Made as part of Feral Neighbours, a cycle of drawings and paintings from 2016 inspired by childhood memories of Moscow, Sanya Kantarovsky’s three compositions are relatively spare drawings of graphical precision, and like scenes cleaved from an unbelievable dream, these are uncanny compositions where meaning is elusive and reality is never fixed. Kantarovsky’s subjects read, pose in the nude, lounge, receive CPR, and look aghast and angry all in rich tumbling lines. One of the drawings, in which a man intensely reading fails to notice the legs of a naked man overhead, is a study for the painting Bubbles. These are figures who feel magically and mysteriously unresolved, set within indecipherable landscapes; as Kantarovsky himself said, ‘It’s like a moment that never existed but that you feel you’ve seen before’ (S. Kantarovsky quoted in R. Cembalest, ‘Sanya Kantarovsky’s Literary Drive’, W, April 30, 2015, p. 2). Although seemingly familiar, the three drawings refract and exaggerate the recognisable to create a mirror world of an exaggerated reality.
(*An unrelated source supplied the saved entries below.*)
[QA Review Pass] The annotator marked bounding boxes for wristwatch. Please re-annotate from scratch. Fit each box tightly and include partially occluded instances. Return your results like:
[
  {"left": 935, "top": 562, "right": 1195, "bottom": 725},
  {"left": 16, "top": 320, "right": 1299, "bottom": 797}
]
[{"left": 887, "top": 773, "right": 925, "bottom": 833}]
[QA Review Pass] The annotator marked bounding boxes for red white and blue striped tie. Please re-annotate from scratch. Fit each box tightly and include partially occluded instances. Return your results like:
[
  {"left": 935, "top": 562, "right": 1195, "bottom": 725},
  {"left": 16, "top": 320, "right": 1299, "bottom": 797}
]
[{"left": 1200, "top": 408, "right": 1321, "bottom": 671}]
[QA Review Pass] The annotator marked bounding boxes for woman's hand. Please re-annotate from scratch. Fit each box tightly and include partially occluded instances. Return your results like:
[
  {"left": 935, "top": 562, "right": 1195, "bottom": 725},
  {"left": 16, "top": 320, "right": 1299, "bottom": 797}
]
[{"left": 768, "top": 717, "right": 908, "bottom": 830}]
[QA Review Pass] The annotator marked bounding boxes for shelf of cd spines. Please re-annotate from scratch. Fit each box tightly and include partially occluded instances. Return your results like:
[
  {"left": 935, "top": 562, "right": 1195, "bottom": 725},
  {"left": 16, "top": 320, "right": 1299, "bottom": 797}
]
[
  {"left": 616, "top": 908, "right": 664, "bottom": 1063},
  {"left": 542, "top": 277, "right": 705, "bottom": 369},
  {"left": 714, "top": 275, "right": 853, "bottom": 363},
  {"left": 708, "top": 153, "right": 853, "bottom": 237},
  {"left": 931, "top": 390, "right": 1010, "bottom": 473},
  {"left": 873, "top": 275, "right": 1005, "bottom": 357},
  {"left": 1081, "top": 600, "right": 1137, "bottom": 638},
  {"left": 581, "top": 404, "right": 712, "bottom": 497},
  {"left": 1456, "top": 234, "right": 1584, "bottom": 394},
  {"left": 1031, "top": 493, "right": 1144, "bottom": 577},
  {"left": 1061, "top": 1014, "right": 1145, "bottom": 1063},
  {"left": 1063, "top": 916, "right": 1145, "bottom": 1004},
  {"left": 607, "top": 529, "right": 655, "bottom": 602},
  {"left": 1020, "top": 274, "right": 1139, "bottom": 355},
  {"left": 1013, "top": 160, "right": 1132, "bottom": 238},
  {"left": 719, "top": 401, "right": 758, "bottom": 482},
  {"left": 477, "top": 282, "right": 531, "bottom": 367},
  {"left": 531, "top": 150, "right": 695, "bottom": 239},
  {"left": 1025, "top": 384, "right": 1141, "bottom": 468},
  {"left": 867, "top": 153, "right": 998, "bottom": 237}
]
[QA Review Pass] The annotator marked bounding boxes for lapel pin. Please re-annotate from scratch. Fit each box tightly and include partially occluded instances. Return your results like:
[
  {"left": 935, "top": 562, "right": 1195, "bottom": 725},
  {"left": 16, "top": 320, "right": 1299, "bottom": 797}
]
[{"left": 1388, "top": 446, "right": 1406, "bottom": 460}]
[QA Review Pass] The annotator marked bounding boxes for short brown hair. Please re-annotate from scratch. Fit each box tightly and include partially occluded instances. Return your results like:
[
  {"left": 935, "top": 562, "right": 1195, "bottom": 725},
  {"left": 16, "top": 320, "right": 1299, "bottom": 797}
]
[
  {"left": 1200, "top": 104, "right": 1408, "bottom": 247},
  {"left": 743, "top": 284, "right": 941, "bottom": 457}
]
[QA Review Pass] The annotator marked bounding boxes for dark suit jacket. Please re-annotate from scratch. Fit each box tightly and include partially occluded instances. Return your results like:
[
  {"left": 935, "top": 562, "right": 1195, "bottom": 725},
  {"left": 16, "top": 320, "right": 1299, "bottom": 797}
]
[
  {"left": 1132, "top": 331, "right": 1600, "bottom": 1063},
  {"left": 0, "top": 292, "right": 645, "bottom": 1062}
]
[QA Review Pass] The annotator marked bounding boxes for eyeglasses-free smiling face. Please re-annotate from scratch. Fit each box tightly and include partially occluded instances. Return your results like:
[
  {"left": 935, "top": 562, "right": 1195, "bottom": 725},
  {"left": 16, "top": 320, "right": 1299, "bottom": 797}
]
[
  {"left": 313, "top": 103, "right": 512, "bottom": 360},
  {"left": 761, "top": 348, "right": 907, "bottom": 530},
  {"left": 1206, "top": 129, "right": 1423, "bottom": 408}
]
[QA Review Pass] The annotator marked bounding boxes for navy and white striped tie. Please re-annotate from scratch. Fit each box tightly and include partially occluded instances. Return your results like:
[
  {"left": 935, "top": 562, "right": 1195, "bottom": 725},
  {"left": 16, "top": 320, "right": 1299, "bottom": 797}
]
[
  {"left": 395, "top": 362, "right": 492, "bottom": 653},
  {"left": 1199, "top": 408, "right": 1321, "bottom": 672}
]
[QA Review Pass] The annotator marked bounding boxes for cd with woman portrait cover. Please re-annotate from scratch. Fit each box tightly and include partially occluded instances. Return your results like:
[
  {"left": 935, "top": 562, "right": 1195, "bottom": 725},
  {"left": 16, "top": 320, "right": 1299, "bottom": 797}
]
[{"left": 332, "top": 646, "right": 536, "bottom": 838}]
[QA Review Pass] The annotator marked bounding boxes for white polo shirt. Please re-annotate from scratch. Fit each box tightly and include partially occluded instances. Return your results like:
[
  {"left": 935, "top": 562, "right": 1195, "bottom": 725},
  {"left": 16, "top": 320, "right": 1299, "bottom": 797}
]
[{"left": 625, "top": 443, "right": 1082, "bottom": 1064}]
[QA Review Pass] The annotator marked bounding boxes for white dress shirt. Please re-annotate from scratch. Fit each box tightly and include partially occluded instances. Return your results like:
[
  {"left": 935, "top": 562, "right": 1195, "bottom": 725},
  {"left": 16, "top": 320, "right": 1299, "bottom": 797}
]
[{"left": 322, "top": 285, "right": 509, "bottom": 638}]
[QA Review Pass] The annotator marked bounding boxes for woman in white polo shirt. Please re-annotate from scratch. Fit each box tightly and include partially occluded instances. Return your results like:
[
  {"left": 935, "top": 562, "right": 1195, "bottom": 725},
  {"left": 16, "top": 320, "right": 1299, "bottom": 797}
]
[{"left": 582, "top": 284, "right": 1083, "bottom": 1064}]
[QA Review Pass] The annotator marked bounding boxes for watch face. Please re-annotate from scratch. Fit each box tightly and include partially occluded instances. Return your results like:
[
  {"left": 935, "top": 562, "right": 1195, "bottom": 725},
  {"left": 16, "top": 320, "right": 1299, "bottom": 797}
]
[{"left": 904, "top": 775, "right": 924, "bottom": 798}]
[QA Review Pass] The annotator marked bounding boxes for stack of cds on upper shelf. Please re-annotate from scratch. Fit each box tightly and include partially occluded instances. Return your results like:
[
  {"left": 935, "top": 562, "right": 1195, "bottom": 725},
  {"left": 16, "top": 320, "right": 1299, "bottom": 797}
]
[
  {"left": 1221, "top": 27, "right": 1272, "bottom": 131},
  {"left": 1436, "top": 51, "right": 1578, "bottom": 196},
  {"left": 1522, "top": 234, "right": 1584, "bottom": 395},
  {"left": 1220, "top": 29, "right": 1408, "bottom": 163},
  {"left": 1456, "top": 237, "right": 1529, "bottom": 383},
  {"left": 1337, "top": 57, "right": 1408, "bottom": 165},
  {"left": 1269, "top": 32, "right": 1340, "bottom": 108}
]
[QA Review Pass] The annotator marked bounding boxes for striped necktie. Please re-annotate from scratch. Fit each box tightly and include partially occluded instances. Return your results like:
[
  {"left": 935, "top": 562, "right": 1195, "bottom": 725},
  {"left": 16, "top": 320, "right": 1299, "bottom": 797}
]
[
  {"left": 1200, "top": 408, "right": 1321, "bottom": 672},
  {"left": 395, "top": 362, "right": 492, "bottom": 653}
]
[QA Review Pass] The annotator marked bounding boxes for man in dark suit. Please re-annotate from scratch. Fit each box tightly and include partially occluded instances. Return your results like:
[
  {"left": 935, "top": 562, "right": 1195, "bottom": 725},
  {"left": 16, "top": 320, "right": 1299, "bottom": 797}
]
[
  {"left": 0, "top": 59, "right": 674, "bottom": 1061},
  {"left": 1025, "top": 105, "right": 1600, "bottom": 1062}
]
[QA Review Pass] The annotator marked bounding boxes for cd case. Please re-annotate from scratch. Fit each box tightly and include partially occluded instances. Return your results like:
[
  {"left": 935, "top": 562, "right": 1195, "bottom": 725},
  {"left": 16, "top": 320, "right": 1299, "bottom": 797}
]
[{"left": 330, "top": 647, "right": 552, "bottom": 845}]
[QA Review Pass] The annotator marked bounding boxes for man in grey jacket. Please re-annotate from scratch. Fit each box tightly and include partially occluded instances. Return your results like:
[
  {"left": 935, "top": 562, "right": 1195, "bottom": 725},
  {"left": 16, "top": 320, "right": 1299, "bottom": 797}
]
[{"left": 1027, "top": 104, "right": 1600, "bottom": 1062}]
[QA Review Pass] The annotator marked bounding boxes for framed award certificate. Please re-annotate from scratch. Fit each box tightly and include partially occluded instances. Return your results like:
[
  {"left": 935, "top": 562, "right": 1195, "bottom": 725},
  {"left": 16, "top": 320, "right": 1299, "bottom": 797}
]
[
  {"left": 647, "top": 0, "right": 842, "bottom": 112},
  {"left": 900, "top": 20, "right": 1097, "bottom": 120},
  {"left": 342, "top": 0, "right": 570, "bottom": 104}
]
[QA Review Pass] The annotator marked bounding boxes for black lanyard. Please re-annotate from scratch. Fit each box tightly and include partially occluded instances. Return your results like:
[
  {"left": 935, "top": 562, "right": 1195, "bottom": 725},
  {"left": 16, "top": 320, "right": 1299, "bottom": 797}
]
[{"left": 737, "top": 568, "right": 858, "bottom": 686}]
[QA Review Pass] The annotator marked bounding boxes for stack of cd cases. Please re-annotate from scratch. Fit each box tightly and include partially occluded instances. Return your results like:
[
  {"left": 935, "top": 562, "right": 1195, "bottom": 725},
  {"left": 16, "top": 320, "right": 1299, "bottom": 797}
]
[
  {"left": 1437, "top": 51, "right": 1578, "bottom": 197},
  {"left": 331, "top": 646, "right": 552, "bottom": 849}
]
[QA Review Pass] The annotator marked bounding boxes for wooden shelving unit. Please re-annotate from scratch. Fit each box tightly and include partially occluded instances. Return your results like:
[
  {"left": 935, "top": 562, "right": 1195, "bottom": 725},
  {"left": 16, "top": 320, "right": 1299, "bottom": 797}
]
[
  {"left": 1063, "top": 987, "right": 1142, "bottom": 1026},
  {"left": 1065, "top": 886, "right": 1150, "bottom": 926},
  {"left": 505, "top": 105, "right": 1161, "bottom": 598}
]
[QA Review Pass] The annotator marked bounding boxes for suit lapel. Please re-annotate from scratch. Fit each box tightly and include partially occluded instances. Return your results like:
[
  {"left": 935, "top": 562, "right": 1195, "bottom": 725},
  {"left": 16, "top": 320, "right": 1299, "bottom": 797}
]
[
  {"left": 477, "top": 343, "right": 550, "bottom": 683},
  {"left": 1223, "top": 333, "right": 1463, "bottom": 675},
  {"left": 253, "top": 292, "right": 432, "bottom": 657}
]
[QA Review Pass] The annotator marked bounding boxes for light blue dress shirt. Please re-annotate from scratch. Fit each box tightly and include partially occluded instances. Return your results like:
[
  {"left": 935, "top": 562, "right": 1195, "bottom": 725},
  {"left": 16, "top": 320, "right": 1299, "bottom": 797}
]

Kantarovsky is fascinated by narrative imagery in all forms, an interest he developed when he was a young child exploring the Pushkin State Museum of Fine Arts in Moscow. At ten, Kantarovsky and his family immigrated to Brooklyn, and his unique and arresting visual language is filtered through the lineages of both Old Russian Masters and Western Modernism. His practice is a blend of inspirations that traverse time and space, and Kantarovsky’s works have also cited cartoons, fairy tales, children’s books, and Soviet propaganda imagery, among others. Certainly, the black humour that overflows from and suffuses these works looks to the Soviet magazine Krokodil, a satirical publication that lampooned capitalism and Western bourgeois values; the periodical remains an enduring aesthetic touchstone. For Feral Neighbours, Kantarovsky reflected on the countless blocks of identical flats, and against this backdrop of restriction and regulation, private dramas and dreams played out, which the artist probes here. For the artist, humour is ‘radically literal, the idiomatic expressions made real’ and what underpins his compositions (J. Fiduccia, ‘Highlights: Sanya Kantarovsky’, Kaleidoscope, vol. 14, Spring 2012, p. 36).